6. The use of claim 1, wherein the antibody against TA-MUC1 has a glycosylation pattern at the Fc portion, which has one or more of the following characteristics:

(i) The relative amount of glycans carrying bisecting N-acetylglucosamine (bisGlcNAc) is at least 1% of the total amount of glycans attached to the Fc portion of the anti-MUC 1 antibody in the antibody population;

(ii) The relative amount of glycans carrying at least one sialic acid is 40% or less of the total amount of glycans attached to the Fc portion of the anti-MUC 1 antibody in the antibody population; and/or

(iii) The relative amount of glycans carrying at least one galactose residue is at least 30% of the total amount of glycans attached to the Fc portion of the anti-MUC 1 antibody in the population of antibodies.

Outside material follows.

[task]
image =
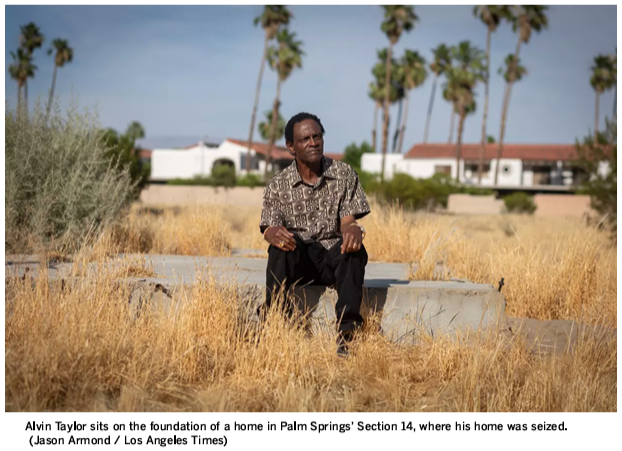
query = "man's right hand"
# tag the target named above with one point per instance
(281, 238)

7. The use of claim 1, wherein the cytotoxin is auristatin, maytansine, or a maytansinoid.

8. The use of claim 7, wherein the cytotoxin is monomethyl auristatin E (MMAE).

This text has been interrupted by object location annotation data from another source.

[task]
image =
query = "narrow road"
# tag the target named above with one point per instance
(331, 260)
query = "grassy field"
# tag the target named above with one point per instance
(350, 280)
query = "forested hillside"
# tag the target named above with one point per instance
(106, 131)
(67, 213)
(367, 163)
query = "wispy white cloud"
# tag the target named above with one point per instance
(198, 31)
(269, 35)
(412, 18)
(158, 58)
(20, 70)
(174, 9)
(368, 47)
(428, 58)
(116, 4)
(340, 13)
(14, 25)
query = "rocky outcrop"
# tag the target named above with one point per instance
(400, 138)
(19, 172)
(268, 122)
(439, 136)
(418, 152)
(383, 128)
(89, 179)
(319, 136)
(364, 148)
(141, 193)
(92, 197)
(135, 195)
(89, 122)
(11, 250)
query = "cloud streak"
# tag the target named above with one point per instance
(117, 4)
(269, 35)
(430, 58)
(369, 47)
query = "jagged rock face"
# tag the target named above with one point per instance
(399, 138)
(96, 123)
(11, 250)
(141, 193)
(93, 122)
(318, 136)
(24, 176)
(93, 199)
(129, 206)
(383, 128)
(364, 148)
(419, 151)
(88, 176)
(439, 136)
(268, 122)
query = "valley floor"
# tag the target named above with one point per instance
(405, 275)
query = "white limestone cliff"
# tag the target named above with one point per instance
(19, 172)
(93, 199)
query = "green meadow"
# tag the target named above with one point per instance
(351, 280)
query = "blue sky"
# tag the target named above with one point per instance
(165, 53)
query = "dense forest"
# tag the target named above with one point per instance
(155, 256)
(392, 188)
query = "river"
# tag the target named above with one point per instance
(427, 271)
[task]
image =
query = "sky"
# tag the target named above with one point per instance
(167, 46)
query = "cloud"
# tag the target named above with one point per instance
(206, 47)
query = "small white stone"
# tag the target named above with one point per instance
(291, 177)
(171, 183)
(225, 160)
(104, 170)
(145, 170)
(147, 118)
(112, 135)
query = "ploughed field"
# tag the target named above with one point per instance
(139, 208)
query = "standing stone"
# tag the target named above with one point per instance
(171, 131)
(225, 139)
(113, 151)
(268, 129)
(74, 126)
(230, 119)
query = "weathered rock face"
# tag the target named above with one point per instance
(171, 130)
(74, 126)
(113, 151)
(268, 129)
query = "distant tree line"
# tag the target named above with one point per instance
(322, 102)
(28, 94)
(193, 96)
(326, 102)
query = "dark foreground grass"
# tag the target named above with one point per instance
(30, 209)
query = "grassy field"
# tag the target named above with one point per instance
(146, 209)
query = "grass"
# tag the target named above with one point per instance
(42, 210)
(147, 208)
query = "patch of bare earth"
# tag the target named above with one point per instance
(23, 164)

9. The use of claim 1, wherein the conjugate of an antibody to TA-MUC1 and a cytotoxin is a conjugate of monomethyl auristatin E (MMAE) and PankoMab.

10. The use of claim 1, wherein the EGFR inhibitor is a small molecule or an antibody.

11. The use of claim 1, wherein the EGFR inhibitor is selected from the group consisting of afatinib, erlotinib, and cetuximab.